A Locally Adaptive Shrinkage Approach to False Selection Rate Control in High-Dimensional Classification

TL;DR

This paper introduces a locally adaptive shrinkage method called LASS for controlling the false selection rate in high-dimensional classification, offering robust theoretical guarantees and practical effectiveness.

Contribution

It develops a new LASS framework for FSR control in high-dimensional LDA that is easy to analyze and performs well across different sparsity regimes.

Findings

LASS effectively controls FSR in simulations and real data.

Theoretical guarantees are established without strong sparsity assumptions.

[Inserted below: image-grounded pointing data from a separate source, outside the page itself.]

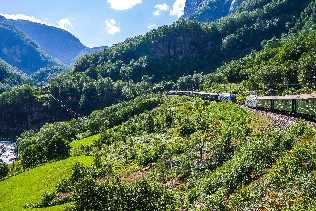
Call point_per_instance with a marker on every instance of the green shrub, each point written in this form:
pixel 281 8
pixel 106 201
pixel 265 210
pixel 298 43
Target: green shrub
pixel 4 170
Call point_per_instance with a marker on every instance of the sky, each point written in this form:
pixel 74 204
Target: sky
pixel 97 22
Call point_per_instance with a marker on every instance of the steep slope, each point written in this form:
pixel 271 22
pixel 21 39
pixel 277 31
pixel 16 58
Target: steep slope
pixel 56 42
pixel 209 10
pixel 10 76
pixel 185 47
pixel 187 154
pixel 19 51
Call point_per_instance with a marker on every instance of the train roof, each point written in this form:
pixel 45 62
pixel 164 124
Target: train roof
pixel 289 97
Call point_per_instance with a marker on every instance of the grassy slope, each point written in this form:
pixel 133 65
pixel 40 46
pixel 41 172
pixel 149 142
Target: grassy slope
pixel 29 186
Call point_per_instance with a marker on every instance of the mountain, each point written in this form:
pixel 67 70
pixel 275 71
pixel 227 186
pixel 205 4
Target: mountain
pixel 209 10
pixel 10 76
pixel 19 51
pixel 56 42
pixel 156 61
pixel 188 46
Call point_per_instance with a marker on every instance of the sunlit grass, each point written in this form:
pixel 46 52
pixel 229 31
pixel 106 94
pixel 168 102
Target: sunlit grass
pixel 29 186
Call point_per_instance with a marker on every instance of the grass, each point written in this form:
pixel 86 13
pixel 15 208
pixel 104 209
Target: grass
pixel 78 147
pixel 28 187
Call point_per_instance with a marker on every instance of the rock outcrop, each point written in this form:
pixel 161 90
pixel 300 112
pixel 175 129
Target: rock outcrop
pixel 209 10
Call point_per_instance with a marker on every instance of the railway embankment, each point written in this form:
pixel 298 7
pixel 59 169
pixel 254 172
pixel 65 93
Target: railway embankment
pixel 279 121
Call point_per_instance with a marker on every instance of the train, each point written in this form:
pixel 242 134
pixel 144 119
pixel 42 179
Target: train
pixel 299 105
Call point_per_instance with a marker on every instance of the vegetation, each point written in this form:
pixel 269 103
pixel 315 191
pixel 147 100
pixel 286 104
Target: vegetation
pixel 154 152
pixel 184 47
pixel 10 76
pixel 19 51
pixel 193 154
pixel 4 170
pixel 283 65
pixel 52 141
pixel 28 187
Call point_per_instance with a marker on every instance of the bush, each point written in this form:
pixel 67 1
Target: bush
pixel 4 170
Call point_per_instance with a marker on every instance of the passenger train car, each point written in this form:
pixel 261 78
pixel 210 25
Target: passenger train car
pixel 302 105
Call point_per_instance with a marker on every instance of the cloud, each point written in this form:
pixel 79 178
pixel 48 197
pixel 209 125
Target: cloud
pixel 123 4
pixel 24 17
pixel 177 8
pixel 111 26
pixel 65 24
pixel 152 26
pixel 159 8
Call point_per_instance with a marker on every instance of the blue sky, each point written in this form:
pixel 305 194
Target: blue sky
pixel 97 22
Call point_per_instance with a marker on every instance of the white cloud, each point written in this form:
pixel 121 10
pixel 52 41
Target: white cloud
pixel 123 4
pixel 177 8
pixel 111 26
pixel 159 8
pixel 65 24
pixel 152 26
pixel 24 17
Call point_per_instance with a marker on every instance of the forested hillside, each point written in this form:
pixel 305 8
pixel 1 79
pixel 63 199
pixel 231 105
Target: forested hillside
pixel 186 46
pixel 19 51
pixel 56 42
pixel 10 76
pixel 105 136
pixel 155 61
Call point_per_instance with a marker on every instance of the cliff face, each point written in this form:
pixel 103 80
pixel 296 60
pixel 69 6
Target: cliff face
pixel 209 10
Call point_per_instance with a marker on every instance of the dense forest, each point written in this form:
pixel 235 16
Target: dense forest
pixel 158 60
pixel 10 76
pixel 104 135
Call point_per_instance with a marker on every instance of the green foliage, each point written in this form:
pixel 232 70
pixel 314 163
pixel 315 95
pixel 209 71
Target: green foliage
pixel 19 51
pixel 10 76
pixel 28 187
pixel 52 141
pixel 185 46
pixel 4 170
pixel 281 65
pixel 115 195
pixel 199 155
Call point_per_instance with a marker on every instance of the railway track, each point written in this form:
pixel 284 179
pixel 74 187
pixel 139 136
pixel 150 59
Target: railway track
pixel 282 110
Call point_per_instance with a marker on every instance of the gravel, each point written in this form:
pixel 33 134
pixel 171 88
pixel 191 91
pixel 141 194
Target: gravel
pixel 280 121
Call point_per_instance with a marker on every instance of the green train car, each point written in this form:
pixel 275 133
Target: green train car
pixel 301 105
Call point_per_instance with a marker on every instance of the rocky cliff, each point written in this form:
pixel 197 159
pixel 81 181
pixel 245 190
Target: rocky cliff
pixel 209 10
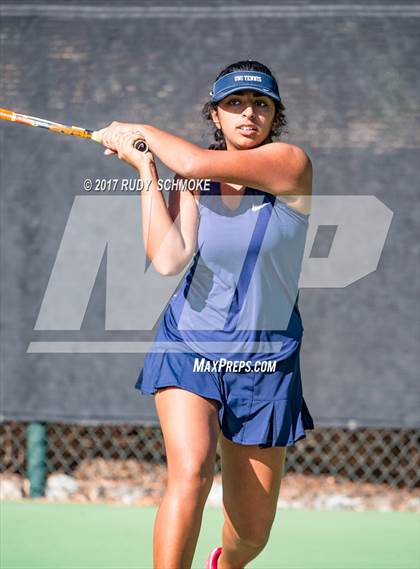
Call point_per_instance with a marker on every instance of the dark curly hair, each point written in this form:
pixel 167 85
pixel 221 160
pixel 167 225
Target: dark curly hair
pixel 279 122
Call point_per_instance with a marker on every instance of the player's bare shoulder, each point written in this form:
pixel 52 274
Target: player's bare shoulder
pixel 300 198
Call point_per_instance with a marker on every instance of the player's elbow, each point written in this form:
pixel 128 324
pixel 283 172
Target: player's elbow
pixel 194 165
pixel 172 267
pixel 303 167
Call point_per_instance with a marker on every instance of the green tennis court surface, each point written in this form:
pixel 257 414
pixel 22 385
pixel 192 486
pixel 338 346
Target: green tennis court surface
pixel 87 536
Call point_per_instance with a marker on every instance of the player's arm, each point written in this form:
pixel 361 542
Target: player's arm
pixel 276 168
pixel 184 213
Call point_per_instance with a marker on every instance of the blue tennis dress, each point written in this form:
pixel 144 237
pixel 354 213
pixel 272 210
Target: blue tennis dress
pixel 232 331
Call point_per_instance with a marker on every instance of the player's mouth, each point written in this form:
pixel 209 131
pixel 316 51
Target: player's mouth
pixel 248 129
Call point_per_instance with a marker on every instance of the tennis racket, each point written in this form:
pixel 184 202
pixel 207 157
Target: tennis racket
pixel 12 116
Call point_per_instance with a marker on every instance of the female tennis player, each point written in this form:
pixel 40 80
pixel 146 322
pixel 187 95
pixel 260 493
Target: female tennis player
pixel 225 362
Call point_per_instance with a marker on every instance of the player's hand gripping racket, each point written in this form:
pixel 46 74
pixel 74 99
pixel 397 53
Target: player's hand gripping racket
pixel 7 115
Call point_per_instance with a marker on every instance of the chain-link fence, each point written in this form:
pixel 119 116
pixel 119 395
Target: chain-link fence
pixel 361 455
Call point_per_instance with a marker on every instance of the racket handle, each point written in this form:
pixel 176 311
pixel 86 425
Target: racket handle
pixel 141 145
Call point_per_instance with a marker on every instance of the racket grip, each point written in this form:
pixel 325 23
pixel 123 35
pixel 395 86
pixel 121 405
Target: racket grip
pixel 141 145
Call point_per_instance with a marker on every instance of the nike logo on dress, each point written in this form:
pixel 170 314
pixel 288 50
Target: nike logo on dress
pixel 257 207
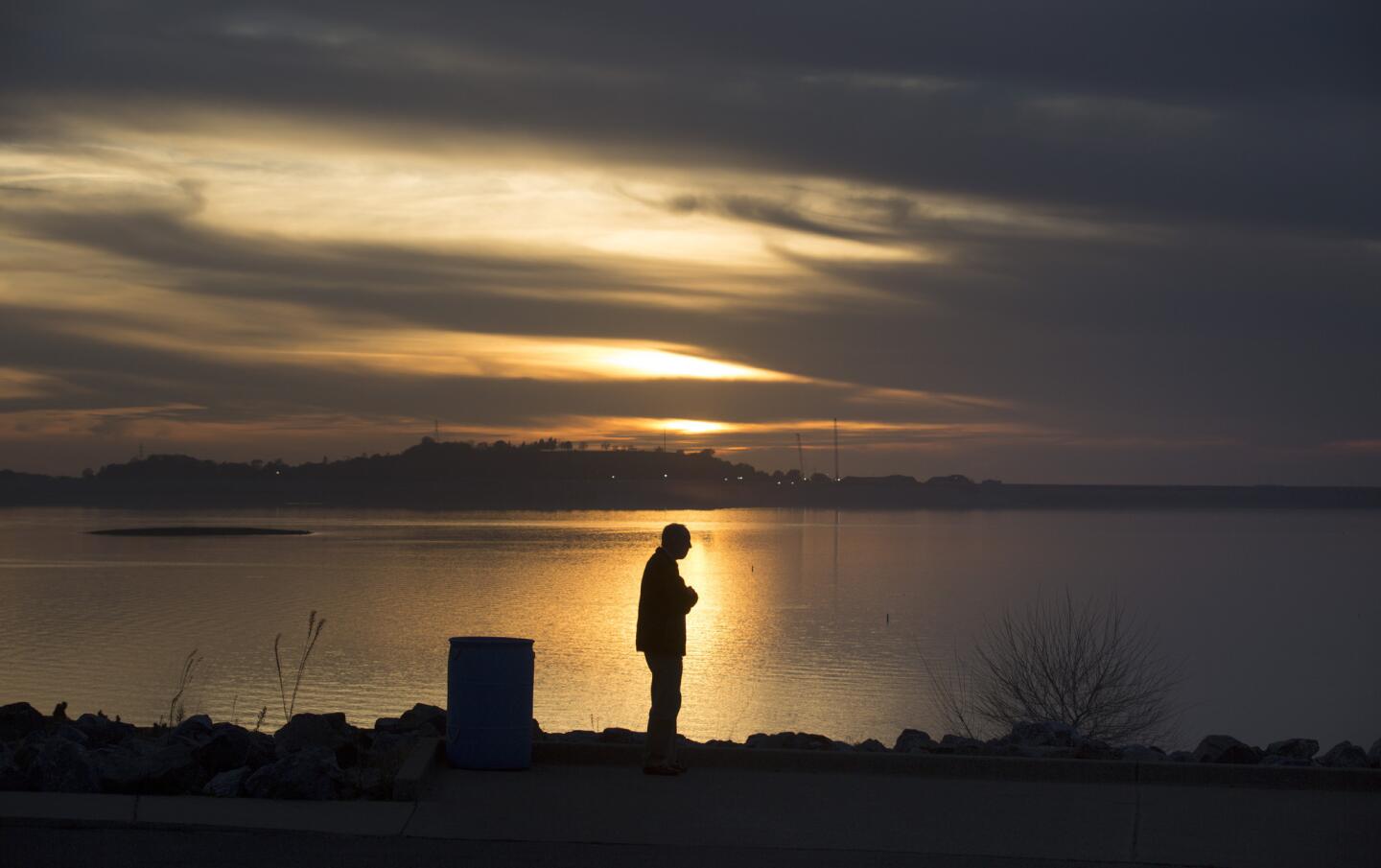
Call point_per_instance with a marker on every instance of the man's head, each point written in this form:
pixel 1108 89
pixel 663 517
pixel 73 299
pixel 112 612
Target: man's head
pixel 675 541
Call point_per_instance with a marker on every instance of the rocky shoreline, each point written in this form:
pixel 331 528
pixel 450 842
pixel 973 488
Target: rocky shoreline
pixel 322 756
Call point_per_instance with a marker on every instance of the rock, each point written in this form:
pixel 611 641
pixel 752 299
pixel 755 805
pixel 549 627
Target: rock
pixel 194 729
pixel 1094 748
pixel 18 719
pixel 228 784
pixel 1226 749
pixel 150 768
pixel 71 733
pixel 619 736
pixel 790 741
pixel 103 732
pixel 388 724
pixel 1275 759
pixel 426 717
pixel 231 746
pixel 1042 734
pixel 961 744
pixel 915 741
pixel 63 766
pixel 1344 755
pixel 388 751
pixel 1293 748
pixel 1142 754
pixel 329 732
pixel 12 779
pixel 374 784
pixel 307 773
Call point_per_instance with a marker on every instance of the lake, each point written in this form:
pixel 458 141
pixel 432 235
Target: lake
pixel 809 621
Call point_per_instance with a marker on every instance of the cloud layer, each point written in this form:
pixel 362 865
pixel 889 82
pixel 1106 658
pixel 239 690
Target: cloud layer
pixel 1070 242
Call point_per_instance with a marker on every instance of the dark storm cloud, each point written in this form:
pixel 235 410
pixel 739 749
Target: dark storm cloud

LASS demonstrates robustness across sparse and dense high-dimensional settings.

Abstract

The uncertainty quantification and error control of classifiers are crucial in many high-consequence decision-making scenarios. We propose a selective classification framework that provides an indecision option for any observations that cannot be classified with confidence. The false selection rate (FSR), defined as the expected fraction of erroneous classifications among all definitive classifications, provides a useful error rate notion that trades off a fraction of indecisions for fewer classification errors. We develop a new class of locally adaptive shrinkage and selection (LASS) rules for FSR control in the context of high-dimensional linear discriminant analysis (LDA). LASS is easy-to-analyze and has robust performance across sparse and dense regimes. Theoretical guarantees on FSR control are established without strong assumptions on sparsity as required by existing theories in high-dimensional LDA. The empirical performances of LASS are investigated using both simulated and real data.